Selama ini, kata Safaruddin, kliennya selain sebagai wartawan juga menjalankan bisnis jual beli mobil untuk mendapatkan tambahan penghasilan halal.
“Dari bisnis ini, klien kami mendapat keuntungan sekitar Rp. 10 juta per bulan. Jadi, kami menuntut manajemen JNE untuk mengganti semua kerugian korban, termasuk kerugian immaterial sebesar Rp. 1 miliar,” tambahnya.
“Klien kami sebagai warga negara dan konsumen dilindungi haknya oleh undang-undang. Perlindungan hak konsumen harus ditempatkan di atas hak-hak lainnya. Jadi, pemilik perusahaan tidak dibenarkan untuk mencari dalih apalagi bermain-main. Kami berharap manajemen JNE menyikapi sengketa ini dengan baik dan adil sebelum sampai ke pengadilan,” kata Safaruddin yang juga Ketua Ikatan Advokad Indonesia (IKADIN) Aceh ini.
Sebagai lembaga advokasi publik di Aceh, lanjut Safaruddin, YARA akan tetap berjuang dalam mewujudkan keadilan bagi seluruh warga Aceh. “Kami akan menempuh berbagai cara agar keadilan dan hak-hak masyarakat terpenuhi. Kalau perusahaan membangkang bisa saja kami mendesak pemerintah agar membekukan izin operasional PT. TIKI JNE agar tidak memakan korban lebih banyak lagi,” katanya.
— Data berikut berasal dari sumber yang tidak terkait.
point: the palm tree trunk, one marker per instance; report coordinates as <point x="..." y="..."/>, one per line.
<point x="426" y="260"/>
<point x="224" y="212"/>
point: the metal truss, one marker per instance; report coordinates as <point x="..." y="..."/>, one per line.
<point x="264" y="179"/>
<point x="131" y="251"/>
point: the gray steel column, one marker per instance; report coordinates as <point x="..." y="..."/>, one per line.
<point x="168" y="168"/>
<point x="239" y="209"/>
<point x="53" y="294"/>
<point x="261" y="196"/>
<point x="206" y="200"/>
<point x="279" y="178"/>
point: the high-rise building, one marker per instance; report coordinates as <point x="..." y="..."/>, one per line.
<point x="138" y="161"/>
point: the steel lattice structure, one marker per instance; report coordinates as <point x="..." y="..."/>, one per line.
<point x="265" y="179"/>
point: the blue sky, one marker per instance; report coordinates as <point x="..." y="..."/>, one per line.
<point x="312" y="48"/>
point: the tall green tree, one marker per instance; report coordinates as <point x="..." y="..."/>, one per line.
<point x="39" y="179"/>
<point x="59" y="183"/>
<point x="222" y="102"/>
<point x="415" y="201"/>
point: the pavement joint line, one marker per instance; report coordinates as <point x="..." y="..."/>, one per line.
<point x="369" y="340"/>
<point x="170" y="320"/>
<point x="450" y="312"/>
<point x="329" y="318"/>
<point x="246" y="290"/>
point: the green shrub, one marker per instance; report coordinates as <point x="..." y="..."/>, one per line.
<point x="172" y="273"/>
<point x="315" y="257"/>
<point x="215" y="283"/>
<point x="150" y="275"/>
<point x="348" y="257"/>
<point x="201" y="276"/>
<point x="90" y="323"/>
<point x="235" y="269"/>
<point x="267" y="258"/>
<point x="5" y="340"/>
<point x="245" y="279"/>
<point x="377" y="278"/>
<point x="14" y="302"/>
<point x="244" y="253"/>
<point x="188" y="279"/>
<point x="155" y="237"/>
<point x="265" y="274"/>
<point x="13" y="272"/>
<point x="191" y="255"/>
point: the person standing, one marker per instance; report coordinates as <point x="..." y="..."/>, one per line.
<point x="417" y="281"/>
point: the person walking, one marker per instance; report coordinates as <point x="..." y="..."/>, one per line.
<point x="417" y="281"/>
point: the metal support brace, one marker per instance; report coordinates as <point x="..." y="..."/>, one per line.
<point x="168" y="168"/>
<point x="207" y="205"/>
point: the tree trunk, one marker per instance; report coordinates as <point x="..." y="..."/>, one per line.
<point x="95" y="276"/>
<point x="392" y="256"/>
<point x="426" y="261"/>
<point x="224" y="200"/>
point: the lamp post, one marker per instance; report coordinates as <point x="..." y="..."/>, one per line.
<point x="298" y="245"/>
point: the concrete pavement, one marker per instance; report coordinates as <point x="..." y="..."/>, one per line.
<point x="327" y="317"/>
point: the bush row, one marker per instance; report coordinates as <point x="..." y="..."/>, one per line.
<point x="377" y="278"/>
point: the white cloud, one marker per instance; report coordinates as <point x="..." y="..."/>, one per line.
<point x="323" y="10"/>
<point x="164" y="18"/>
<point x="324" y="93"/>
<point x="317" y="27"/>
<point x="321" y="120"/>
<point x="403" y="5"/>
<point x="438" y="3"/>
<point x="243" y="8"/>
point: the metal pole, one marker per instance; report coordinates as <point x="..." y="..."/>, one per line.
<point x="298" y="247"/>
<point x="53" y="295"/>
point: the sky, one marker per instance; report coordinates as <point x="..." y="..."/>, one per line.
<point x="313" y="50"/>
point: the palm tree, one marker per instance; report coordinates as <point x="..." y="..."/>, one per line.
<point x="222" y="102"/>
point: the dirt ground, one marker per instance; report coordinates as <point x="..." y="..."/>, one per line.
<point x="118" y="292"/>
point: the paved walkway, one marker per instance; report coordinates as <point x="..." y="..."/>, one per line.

“Sejatinya perusahaan kurir swasta harus mengutamakan pelayanan terbaik melebihi PT. Pos Indonesia yang merupakan perusahaan kurir negara. Ini malah sebaliknya, PT. Pos jauh lebih profesional, ini kan aneh?,” ujar pria yang pernah sukses menggugat pasal calon independen dalam UUPA di Mahkamah Konstitusi itu.

Analisis Kasus:
Kejadian seperti ini tentunya dapat menggambarkan bahwa konsumen tidak lagi mendapatkan haknya untuk dapat memiliki rasa aman untuk menggunakan suatu jasa pengiriman barang. Kejadian ini tentunya sangat merugikan konsumen dan perusahaan itu sendiri dimana jika kejadian ini terjadi berulang kali mungkin perusahaan tersebut akan kehilangan kepercayaannya oleh konsumen sehingga berpengaruh pada bisnis yang dijalankannya.